Is Pluto is set to become an also-ran in the astronomical world?
Already demoted from the exalted planet club, Pluto could be joined by up to 50 other objects in the ever-expanding "dwarf planet" club if the new definitions of dwarf planet, recently proposed by Australian scientists Charles Lineweaver and Marc Norman, are accepted by the International Astronomical Union.
On the other hand, perhaps you would rather regard Pluto as the leading player in the astronomical second division. Rather than being the smallest of the planets, Pluto is set to become the charismatic king of the dwarfs.
The research, entitled The Potato Radius: a Lower Minimum Size for Dwarf Planets, suggests that the number of objects in the solar system classed as dwarf planets could grow by more than a factor of ten. One of the definitions of dwarf planet relates to its ability to exist in hydrostatic equilibrium - that is, the body must have sufficient mass for its self-gravity to pull it into a round shape. This is generally accepted to happen at a radius of around 400 km. Lineweaver and Norman found that the point at which a body loses its rugged and unshapely 'potato' appearance and becomes round depends on what the material that the body is made from. Icy objects form spheres at roughly 200 km radius, whilst rocky spheres form at 300 km. As these radii are considerably less than the generally accepted minimum radius for a dwarf planet - 400 km - the researchers believes that a whole new crop of trans-Neptunian objects should be classified as dwarf planets.

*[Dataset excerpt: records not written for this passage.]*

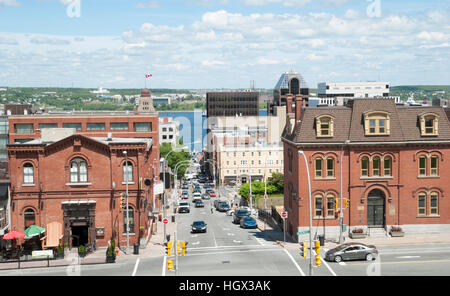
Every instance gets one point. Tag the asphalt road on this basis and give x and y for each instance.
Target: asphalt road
(228, 250)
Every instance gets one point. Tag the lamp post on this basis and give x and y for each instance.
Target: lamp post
(300, 152)
(128, 212)
(164, 180)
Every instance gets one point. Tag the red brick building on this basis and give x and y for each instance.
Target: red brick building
(388, 161)
(72, 174)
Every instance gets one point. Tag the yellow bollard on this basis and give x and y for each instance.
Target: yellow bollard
(169, 264)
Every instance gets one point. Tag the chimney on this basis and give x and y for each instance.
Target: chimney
(298, 107)
(289, 104)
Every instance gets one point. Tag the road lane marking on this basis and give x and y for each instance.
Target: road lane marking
(135, 267)
(295, 263)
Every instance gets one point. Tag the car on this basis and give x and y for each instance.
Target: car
(223, 207)
(198, 226)
(238, 214)
(197, 196)
(352, 251)
(183, 207)
(248, 222)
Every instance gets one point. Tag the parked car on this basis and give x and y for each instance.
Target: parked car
(238, 214)
(352, 251)
(183, 207)
(196, 197)
(223, 207)
(248, 222)
(198, 226)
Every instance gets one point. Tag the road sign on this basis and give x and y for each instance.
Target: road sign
(303, 232)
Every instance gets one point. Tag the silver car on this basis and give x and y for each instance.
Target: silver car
(352, 251)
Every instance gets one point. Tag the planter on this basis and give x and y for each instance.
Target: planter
(397, 233)
(357, 235)
(110, 259)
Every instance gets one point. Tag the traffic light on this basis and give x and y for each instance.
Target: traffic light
(168, 248)
(303, 249)
(183, 248)
(169, 264)
(122, 201)
(317, 249)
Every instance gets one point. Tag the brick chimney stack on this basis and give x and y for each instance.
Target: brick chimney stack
(289, 104)
(298, 106)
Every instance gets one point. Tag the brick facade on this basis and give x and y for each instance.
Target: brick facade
(380, 196)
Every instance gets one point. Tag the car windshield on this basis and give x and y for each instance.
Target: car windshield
(242, 212)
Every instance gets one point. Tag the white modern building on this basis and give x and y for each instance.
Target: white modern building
(338, 93)
(169, 131)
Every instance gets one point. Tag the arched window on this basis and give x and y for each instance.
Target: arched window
(388, 166)
(130, 220)
(78, 170)
(127, 172)
(29, 218)
(330, 167)
(365, 166)
(434, 166)
(376, 166)
(422, 166)
(318, 169)
(28, 173)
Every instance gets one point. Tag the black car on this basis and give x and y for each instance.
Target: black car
(199, 226)
(352, 251)
(238, 214)
(223, 207)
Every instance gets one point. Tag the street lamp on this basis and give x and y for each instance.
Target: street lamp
(300, 152)
(128, 211)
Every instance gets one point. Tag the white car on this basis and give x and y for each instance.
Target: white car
(197, 196)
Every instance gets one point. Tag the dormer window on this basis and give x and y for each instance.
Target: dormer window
(429, 124)
(376, 123)
(324, 126)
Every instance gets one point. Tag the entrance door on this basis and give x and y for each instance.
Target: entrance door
(375, 208)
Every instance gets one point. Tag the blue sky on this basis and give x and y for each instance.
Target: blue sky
(221, 43)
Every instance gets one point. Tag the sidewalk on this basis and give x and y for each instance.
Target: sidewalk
(409, 239)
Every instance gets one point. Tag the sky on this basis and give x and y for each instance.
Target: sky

I had a fascinating chat with Dr Lineweaver about how they went about deriving these numbers, and also about their work defining the shape and mass of other astronomical bodies. To listen to this show, tune in here (or press play below):
Lineweaver derived these radii from first-principles physics, and compared the results to astronomical observation. Bodies are held together by gravitational and electronic forces, and the research showed a strong correlation between the mass and shape of astronomical objects. For example, at a radius of ~ 200 km - 300 km, moons and rocky asteroids transition from a rounded potato shape to a sphere.
The work also looked at other shapes in the Universe, and Lineweaver divided these into five basic shapes - dust, potatoes, spheres, disks and halos. Each of these shapes correlates with the size and mass of the object.
Most of the new dwarf planets will be out past Neptune – these are called trans-Neptunian objects. Pluto has a radius of 1,150 km, but it is not the largest known trans-Neptunian object - Eris has a radius of ~1,250 km.
The International Astronomical Union General Assembly, which makes the decisions re astronomical nomenclature, next meets in Beijing in August 2012. No matter what they decide, some people will always call Pluto a planet.